Menyerah Atau Terus Memberontak
Disadur dari , edisi 10 September 2018
Baca: Yeremia 6:1-26
"Ambillah tempatmu di jalan-jalan dan lihatlah, tanyakanlah jalan-jalan yang dahulu kala, di manakah jalan yang baik, tempuhlah itu, dengan demikian jiwamu menerima ketenangan. Tetapi mereka berkata: Kami tidak mau menempuhnya!" Yeremia 6:16
Sejak dahulu, jalan dan kehendak insan selalu berlawanan dengan jalan dan kehendak Tuhan. Manusia lebih menentukan untuk mengikuti jalan dan kehendaknya sendiri daripada harus tunduk kepada kehendak Tuhan dan mengikuti jalan-Nya.

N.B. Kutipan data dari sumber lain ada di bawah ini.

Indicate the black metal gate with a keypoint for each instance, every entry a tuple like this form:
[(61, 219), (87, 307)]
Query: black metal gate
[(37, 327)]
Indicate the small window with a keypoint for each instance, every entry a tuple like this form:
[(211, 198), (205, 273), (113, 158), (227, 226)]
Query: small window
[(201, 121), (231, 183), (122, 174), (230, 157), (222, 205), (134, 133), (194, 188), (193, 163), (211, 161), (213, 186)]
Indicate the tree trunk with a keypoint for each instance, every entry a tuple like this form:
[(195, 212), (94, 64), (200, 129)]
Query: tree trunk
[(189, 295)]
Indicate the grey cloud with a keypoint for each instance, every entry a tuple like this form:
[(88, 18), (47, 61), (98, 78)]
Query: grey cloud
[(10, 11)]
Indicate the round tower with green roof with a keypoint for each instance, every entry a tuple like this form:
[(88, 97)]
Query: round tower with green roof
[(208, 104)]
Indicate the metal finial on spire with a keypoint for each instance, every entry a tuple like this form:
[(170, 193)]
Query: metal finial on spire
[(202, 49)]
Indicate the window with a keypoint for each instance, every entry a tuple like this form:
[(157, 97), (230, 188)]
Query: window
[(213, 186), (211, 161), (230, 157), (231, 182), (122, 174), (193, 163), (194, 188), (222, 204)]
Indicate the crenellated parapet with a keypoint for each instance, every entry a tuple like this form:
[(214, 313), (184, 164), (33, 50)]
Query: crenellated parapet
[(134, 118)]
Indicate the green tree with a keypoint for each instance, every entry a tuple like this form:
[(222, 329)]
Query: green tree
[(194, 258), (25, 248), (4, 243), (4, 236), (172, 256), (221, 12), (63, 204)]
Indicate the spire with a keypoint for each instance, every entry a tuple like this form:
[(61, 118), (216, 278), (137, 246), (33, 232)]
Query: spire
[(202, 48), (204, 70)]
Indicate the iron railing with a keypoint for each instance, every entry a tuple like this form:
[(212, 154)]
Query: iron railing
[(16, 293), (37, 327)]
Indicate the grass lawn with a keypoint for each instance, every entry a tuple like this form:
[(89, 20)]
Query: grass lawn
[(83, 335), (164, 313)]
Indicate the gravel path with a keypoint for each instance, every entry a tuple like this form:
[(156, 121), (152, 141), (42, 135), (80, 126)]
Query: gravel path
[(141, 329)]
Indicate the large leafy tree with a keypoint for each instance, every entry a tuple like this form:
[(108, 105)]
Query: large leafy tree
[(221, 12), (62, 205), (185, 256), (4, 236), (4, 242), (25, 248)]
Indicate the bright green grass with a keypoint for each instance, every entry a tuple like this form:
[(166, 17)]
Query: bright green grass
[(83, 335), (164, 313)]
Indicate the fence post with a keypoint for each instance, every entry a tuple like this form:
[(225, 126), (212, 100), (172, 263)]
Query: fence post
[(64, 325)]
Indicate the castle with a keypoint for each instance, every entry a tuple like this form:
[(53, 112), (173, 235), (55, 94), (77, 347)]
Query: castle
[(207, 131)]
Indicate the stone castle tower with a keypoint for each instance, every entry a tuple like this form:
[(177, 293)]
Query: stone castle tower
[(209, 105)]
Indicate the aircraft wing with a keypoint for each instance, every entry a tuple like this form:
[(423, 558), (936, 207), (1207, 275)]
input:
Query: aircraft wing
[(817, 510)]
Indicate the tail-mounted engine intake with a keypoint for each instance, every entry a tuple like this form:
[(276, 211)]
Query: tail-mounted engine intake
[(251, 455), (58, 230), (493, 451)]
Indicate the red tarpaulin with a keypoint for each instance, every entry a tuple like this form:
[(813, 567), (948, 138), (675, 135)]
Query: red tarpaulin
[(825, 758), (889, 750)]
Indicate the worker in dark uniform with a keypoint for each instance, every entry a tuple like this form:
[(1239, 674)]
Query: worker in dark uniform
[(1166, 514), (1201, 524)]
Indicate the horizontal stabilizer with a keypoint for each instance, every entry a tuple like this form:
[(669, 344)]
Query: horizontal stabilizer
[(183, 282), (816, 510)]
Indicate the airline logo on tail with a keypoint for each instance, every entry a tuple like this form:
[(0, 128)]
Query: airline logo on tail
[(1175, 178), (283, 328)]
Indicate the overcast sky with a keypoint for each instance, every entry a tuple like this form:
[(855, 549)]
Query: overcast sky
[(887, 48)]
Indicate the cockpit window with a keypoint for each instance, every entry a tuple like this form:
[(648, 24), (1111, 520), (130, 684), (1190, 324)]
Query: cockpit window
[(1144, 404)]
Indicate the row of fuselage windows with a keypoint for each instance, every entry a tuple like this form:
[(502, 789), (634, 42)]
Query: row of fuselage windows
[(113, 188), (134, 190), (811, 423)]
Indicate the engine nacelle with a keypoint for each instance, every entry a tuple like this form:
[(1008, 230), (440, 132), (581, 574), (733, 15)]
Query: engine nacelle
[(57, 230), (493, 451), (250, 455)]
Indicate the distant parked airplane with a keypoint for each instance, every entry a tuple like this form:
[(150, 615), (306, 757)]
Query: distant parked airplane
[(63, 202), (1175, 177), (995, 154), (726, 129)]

Tuhan mengutus Yeremia untuk memperingatkan dan menegur bangsa Israel untuk segera bertobat dari pemberontakannya. Respons umat Israel apa? Mereka tetap saja mengeraskan hati dan tak mau menempuh jalan yang Tuhan tunjukkan. "Kami tidak mau menempuhnya!" (Yeremia 6:16b). Itulah manusia! Seharusnya insan membuka hatinya untuk setiap peringatan dan teguran Tuhan, lantaran peringatan dan teguran Tuhan menuntun insan kepada kehidupan, ibarat tertulis: "Orang yang mengarahkan indera pendengaran kepada teguran yang membawa kepada kehidupan akan tinggal di tengah-tengah orang bijak. Siapa mengabaikan didikan membuang dirinya sendiri," (Amsal 15:31-32). Tetapi, insan menolak perdamaian yang diberikan Tuhan dan dengan congkaknya mereka mau berjalan berdasarkan kehendaknya sendiri. Rasul Paulus memaparkan dengan terperinci kekerasan hati insan terhadap Penciptanya. "...jalan tenang tidak mereka kenal; rasa takut kepada Allah tidak ada pada orang itu." (Roma 3:17-18) dan "...karena mereka tidak merasa perlu untuk mengakui Allah, maka Allah menyerahkan mereka kepada pikiran-pikiran yang terkutuk, sehingga mereka melaksanakan apa yang tidak pantas:" (Roma 1:28).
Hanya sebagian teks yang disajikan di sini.